Volvamos al caso de mi abuelo para ilustrar esto: su metamorfosis no fue tanto motivada por un impulso de supervivencia como por un ánimo de picardía. La astucia consistía en ataviarse con la ropa del enemigo, en pavonearse entre sus multitudes sin ser desenmascarado. Sigmund (¡¿se les viene a la mente un nombre más típicamente bávaro que aquél!?) bailaba con la novia delante de las narices del novio sin que éste se diera cuenta. Aquel arrojo le permitió calzarse los atuendos de partisano, hacer volar trenes completos por los aires y desbaratar entregas de cargamento armamentístico nazi sin más que un poco de ingenio y algunos explosivos improvisados (si la historicidad de esta memoria es cierta o si se trata de una elaboración altisonante, en la que se entremezclan relatos oídos durante mi infancia y las imágenes que emergen de mi reciente lectura de Si no ahora, ¿cuándo?, resulta simplemente anecdótico, pues el protagonista de la novela de Primo Levi y mi abuelo bien podrían haber sido la misma persona).

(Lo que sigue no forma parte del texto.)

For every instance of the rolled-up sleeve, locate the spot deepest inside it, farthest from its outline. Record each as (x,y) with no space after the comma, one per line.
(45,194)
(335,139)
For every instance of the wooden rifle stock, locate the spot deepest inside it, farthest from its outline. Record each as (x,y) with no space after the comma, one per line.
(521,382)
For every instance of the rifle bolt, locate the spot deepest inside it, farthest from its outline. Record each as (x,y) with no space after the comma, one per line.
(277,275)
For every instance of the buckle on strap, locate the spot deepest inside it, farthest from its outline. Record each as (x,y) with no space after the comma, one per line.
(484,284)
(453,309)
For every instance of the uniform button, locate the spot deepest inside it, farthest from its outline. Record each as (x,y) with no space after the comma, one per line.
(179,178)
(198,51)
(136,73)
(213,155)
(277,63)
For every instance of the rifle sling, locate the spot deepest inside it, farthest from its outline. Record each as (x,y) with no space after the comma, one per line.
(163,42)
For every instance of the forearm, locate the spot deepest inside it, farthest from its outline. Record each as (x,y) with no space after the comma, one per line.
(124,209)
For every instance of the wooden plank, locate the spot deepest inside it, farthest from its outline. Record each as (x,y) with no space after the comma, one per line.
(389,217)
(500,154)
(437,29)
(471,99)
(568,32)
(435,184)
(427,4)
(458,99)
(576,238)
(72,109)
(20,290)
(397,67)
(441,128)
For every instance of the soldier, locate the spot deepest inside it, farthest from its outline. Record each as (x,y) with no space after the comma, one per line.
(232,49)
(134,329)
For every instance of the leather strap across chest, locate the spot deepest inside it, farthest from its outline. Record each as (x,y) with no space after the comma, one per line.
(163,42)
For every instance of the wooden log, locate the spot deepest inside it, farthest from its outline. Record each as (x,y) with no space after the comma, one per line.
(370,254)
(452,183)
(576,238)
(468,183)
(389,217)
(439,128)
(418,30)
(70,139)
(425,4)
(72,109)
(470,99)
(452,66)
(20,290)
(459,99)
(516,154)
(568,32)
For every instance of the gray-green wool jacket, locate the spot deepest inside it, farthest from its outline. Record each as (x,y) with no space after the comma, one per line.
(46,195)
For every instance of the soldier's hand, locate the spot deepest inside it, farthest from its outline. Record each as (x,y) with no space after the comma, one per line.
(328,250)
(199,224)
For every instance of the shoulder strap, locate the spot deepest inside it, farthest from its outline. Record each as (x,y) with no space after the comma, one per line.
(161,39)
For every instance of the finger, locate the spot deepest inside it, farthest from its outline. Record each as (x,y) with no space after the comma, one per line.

Mi abuelo pertenecía a una generación de idealistas para quienes ser judío implicaba sostener la paradoja de lo universal y lo particular, en la que la antigua fe mesiánica de sus ancestros asumía la forma de una utopía que, a su vez, se revelaba bajo la imagen escatológica de una redención colectiva. Zuckerberg, por el contrario, uno de los mayores innovadores de la industria tecnológica, jamás podrá ser considerado un soñador. En palabras de Erick Fromm, el rótulo más halagador que le cabría es el del “optimista resignado”. Podrá cambiar las formas, los nombres, pero jamás osará torcer el rumbo de la historia. Su destino se hace carne con el derrotero prestablecido por el falso Dios del Progreso, de quien se proclama siervo y heraldo (también en la Antigüedad los judíos tuvimos profetas y, junto a ellos, falsos profetas). Como tal, no busca transformar la realidad del hombre sino profundizar los valores transitorios a los que les rinde culto la sociedad: el vértigo, la inmediatez y la novedad. Bajo el influjo de lo que Buber llama la “pan-técnica” construirá su “meta-verso”: un mundo donde la utopía se torne utilitaria; en el que se perfeccionen las técnicas de mercantilización de la vida humana, en el que la existencia se reduzca a una sórdida suma de píxeles. Para entonces yo ya estaré listo para detonar trenes otra vez y habré cambiado mi nombre para siempre. El método lo he perfeccionado a lo largo de mis múltiples vidas de judío errante.